I know that "Invincible Force" got to me simply because of how my mood and thought-process changed through the film. I got involved and wasn't just watching it to be entertained. I wanted to see Drew transform into a fit machine, yet I was also fascinated in what a monster he becomes. For the first 30 or so days (within the movie) you sit there thinking "Maybe I should be working out more...". You get inspired and motivated. And then his life slowly starts to fall to pieces (the worst part was when he took down his "Basket Case 2" poster - hey! If working out makes me lose my film interest, I'm out!) and you start seeing a nice guy turn into an asshole. And actually, I have seen this happen in real life too. People can definitely get too involved into something. I don't really remember how far into the movie this is, but let's say it's through the next 30 days. And then by the end you realize he's a total wreck. We don't know what happens to him after these 90 days, but someone is going to die and very likely Drew too.

It's hard not to praise Daniel Schneidkraut and everyone involved for yet again breaking the typical rules and creating something like this. "Invincible Force" is engaging, devastating and absolutely fascinating. Films that get to you like this are worth remembering as they're rare. You don't have to like these films, but you should be able to recognize what they have done. Now, with "Invincible Force" it's not a problem as I think it's a great film. It's experimental in how it's filmed yet very real in how it was created, and to top it all off it has a good fictional story to tell as well and that's a much impressive feat.

Positive things:
- Seeing Drew the character and Drew the "actor" go through the transformation.
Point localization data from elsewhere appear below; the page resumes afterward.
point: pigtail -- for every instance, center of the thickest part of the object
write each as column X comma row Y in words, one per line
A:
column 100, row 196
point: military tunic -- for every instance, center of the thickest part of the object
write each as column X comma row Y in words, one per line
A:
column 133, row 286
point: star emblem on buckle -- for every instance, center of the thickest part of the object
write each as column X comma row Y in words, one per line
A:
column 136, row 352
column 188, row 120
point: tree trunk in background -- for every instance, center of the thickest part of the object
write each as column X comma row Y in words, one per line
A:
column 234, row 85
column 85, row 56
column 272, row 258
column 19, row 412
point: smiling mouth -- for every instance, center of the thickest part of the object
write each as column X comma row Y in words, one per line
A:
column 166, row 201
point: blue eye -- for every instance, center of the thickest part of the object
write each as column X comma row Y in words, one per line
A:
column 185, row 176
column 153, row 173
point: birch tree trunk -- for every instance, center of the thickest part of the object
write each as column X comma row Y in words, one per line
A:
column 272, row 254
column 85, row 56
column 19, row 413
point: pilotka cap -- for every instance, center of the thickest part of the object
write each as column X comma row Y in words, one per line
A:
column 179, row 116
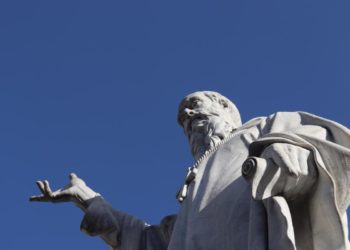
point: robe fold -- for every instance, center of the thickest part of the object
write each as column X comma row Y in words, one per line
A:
column 219, row 211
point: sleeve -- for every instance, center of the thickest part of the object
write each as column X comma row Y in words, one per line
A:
column 123, row 231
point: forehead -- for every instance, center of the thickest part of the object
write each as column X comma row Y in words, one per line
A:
column 195, row 97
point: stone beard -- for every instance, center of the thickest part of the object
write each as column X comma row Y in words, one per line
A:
column 206, row 134
column 295, row 198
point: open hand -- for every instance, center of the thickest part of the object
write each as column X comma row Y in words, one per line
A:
column 76, row 191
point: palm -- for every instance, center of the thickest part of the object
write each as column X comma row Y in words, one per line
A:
column 65, row 194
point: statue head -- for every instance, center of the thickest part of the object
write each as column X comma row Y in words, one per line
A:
column 207, row 117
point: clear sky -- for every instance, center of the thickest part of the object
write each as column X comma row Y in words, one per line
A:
column 92, row 87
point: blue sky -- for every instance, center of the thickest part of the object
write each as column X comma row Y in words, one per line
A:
column 93, row 88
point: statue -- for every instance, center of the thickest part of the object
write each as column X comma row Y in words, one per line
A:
column 276, row 182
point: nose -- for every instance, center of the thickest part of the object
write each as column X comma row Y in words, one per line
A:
column 189, row 112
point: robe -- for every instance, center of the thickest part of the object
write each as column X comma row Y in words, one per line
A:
column 219, row 211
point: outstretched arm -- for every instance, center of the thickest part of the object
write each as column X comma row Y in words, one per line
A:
column 118, row 229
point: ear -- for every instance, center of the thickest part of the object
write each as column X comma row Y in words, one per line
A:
column 223, row 103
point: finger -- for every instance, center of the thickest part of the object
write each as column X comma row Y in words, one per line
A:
column 38, row 198
column 41, row 186
column 47, row 187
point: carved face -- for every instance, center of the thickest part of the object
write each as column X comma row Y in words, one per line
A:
column 205, row 120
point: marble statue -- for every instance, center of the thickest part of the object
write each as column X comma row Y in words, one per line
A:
column 275, row 182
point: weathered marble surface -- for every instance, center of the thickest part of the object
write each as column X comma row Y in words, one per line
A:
column 295, row 197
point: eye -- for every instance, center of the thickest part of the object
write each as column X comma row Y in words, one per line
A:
column 196, row 103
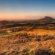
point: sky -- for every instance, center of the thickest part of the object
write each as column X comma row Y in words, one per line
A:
column 26, row 9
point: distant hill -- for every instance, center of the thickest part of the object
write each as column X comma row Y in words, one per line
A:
column 43, row 21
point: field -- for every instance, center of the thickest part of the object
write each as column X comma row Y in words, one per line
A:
column 36, row 37
column 27, row 41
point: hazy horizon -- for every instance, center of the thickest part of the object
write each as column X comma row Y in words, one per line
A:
column 26, row 9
- Tells an interesting story of a man wrecking himself when trying to better himself.
- At first I was afraid I'd be bored because of the runtime but it flows really well.
- I'm usually so-so towards death metal in films (it usually comes off as cheesy ways to show your own taste) but in this one it just works well because of Drew's personality.
Negative things:
- It's both positive and negative that it ends on the 90 day mark. It fits perfectly with the film but at the same time we would've wanted to see what happens next.